7 de jul de 2010

Arquiteturas do Mundo: Forte de Santo Antônio Além do Carmo - Salvador(BA)







O Forte de Santo Antônio Além do Carmo fica no mesmo lugar da extinta “Trincheira Baluarte de Santiago”, construída em 1627 após a expulsão dos holandeses de Salvador. Em 1638, antes da segunda invasão holandesa na Bahia, o Conde de Bagnoli mandou erguer o Forte que acabou funcionando como um dos principais pontos de resistência à invasão impedindo que Maurício de Nassau avançasse sobre território baiano.
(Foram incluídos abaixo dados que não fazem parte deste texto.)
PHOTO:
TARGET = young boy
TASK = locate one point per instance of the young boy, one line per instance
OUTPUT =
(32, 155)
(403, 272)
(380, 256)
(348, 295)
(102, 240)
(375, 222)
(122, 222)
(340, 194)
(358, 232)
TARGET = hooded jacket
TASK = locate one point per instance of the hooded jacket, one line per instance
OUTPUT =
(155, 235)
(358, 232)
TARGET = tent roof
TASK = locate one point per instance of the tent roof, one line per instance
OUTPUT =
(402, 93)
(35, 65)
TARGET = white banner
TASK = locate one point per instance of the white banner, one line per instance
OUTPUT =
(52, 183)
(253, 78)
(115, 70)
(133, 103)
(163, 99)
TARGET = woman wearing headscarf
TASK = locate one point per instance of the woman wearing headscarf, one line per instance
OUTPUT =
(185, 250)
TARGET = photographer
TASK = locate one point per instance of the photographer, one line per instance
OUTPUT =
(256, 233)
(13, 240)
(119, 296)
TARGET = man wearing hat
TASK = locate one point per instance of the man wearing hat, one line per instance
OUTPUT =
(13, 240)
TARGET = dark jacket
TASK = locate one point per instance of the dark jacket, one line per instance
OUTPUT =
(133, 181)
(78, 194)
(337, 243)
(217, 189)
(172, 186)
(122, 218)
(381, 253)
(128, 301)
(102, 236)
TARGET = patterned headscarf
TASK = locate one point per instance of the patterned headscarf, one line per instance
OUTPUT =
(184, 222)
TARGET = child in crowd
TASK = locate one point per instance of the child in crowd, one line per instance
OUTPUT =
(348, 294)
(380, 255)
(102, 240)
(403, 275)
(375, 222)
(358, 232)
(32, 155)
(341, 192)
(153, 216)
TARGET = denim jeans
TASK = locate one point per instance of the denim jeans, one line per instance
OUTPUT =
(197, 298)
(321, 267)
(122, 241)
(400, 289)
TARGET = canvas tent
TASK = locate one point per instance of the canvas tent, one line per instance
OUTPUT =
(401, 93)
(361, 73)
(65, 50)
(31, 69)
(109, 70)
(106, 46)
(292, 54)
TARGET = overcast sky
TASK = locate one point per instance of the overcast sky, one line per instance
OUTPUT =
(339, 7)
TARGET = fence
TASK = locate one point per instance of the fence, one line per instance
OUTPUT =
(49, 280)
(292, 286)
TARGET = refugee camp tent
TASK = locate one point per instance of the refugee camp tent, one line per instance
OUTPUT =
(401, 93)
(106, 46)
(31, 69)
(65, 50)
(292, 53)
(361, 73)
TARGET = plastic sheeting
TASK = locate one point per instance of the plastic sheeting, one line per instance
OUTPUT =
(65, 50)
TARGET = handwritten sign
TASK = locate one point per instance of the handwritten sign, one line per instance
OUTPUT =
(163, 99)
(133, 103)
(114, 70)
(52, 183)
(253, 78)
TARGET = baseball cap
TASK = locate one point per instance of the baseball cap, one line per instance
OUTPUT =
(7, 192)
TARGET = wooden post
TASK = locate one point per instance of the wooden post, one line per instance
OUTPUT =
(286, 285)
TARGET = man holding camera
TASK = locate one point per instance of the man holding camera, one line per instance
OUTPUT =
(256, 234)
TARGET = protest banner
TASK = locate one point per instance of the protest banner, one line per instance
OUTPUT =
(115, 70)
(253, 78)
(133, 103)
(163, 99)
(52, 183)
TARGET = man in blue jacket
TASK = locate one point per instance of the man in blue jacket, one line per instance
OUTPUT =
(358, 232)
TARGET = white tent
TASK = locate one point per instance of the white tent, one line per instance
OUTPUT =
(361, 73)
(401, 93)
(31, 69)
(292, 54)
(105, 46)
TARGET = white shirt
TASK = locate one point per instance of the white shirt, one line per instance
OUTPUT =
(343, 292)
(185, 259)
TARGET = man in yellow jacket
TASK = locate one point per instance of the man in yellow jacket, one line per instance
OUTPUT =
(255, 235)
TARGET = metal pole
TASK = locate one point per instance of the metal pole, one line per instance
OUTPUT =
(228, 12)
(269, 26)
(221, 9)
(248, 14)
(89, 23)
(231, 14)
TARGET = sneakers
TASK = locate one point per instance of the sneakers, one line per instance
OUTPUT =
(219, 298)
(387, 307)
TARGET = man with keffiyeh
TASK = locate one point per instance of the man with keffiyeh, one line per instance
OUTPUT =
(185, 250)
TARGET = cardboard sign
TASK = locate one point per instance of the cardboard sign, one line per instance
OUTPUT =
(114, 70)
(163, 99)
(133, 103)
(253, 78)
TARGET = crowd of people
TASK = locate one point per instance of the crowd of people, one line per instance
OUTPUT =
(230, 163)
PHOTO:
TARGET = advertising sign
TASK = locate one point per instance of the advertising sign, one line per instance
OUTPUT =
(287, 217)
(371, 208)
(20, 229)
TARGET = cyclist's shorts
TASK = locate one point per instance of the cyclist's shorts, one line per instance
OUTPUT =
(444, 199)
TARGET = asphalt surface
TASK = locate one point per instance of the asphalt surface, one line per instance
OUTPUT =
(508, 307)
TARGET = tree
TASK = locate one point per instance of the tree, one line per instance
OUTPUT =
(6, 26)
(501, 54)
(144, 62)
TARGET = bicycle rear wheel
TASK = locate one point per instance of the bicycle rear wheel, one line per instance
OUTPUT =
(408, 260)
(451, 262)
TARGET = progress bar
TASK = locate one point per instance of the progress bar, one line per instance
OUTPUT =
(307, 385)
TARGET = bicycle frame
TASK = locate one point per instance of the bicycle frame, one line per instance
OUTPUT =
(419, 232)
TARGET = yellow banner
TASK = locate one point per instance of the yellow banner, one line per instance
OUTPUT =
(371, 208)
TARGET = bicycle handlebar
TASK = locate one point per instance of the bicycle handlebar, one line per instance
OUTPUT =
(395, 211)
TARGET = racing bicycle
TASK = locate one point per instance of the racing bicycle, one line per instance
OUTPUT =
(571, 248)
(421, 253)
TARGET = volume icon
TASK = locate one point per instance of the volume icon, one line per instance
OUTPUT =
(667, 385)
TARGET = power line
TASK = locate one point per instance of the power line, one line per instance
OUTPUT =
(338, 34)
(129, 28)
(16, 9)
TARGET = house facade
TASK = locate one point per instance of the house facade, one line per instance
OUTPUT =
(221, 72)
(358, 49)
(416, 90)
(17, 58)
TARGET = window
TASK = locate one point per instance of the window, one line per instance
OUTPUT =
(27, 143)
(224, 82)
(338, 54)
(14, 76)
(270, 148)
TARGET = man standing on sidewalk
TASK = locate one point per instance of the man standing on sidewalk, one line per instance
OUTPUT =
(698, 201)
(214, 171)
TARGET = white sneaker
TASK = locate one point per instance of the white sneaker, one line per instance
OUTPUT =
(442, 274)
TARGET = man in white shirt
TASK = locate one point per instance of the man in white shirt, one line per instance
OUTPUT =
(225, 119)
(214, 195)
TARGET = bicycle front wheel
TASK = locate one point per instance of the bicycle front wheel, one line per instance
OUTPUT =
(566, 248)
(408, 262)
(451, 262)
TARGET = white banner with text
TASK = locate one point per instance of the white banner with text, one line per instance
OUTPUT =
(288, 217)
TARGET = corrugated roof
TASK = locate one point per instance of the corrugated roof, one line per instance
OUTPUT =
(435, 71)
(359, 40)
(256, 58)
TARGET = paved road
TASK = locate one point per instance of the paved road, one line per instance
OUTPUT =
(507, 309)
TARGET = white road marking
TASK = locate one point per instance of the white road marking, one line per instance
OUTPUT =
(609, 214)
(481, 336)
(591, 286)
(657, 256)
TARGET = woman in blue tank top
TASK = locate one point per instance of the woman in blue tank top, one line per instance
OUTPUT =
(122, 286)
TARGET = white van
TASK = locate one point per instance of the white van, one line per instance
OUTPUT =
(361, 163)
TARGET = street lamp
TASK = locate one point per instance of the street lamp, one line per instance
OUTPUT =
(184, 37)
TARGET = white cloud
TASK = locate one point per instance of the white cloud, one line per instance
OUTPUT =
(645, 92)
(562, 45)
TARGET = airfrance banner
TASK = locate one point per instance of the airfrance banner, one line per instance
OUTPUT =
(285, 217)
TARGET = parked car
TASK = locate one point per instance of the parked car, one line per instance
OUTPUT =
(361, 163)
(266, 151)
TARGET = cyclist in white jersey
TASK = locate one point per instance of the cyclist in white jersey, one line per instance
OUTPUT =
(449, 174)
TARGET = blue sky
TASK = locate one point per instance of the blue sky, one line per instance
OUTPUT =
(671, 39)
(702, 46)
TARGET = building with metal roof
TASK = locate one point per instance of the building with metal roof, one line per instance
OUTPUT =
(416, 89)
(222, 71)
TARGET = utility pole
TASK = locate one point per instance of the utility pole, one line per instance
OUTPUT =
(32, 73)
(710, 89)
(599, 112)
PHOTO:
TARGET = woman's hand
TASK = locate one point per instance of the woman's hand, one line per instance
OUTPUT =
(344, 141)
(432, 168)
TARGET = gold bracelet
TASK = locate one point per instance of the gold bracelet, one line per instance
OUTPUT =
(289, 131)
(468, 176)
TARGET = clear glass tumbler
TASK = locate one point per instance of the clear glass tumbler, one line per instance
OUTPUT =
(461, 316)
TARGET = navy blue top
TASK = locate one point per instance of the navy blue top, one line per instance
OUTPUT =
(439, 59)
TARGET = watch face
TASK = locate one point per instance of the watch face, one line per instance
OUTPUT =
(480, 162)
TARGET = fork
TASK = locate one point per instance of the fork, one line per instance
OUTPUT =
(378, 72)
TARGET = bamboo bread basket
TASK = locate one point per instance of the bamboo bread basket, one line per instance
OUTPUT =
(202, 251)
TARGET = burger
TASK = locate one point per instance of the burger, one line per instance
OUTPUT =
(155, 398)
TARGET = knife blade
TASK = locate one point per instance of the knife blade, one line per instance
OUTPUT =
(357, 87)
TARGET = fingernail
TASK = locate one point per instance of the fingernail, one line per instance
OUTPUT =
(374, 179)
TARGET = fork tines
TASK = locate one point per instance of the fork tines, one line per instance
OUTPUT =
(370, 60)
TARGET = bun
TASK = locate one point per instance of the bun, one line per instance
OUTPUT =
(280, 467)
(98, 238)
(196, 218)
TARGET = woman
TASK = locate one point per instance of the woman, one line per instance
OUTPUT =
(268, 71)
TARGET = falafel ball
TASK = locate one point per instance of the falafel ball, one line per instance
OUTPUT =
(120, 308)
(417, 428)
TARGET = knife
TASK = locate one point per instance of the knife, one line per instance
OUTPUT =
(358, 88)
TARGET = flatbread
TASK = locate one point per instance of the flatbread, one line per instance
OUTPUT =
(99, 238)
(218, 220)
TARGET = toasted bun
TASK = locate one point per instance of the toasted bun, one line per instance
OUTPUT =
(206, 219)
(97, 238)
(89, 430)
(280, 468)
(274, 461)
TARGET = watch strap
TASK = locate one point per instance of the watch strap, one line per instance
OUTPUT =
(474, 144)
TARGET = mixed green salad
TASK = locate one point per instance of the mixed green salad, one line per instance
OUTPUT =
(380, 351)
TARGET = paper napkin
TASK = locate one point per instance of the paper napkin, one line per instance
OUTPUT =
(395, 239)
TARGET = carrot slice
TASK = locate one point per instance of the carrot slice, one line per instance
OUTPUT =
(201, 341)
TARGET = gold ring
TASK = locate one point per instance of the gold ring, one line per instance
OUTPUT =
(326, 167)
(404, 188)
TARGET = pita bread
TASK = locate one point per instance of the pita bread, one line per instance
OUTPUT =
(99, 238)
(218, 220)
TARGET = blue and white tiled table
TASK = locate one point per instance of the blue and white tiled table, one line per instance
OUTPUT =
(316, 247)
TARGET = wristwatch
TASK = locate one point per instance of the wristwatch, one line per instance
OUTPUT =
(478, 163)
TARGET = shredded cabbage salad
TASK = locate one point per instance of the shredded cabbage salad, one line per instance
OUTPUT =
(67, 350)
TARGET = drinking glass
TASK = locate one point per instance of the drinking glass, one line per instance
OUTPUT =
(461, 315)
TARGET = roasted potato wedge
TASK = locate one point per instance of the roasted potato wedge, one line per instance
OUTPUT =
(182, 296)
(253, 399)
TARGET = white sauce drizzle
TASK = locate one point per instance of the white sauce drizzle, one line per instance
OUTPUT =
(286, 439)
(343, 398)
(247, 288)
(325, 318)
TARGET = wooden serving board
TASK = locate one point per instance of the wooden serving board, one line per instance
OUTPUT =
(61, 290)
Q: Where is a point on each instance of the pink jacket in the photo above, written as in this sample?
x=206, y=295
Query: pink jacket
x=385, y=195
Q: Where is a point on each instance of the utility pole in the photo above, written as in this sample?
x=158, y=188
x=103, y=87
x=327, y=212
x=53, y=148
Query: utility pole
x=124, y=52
Construída no início do ciclo da Arquitetura Francesa, desenho de Sebastian Vauban e Jean Massé, as fortificações eram quadradas com baluartes articulados em suas extremidades, aprimorando técnicas de fogo cruzado, trabalho em conjunto com outras fortificações.
Em 1659 foram feitas reformas no Forte ainda sob construção de terra, na época do Consulado de Francisco Barreto e no reinando de D. Afonso VI. A construção de pedra e cal foi realizada numa outra reforma, já no final do século XVII. 
 




Na década de 50, foi transformado em Casa de Detenção só vindo a ser desativada em 1976, sendo que, durante o regime militar, abrigou muitos presos políticos.
No início de 1979, o Forte passou a ser ocupado pelo Bloco Carnavalesco “Os Lord´s”. Em 1981, passou por uma reforma para abrigar o Centro de Cultura Popular. A implantação do Centro contou com o apoio do Instituto do Patrimônio Artístico e Cultural do Estado da Bahia – IPAC, Fundação Cultural do Estado da Bahia - FUNCEB e da Prefeitura Municipal de Salvador.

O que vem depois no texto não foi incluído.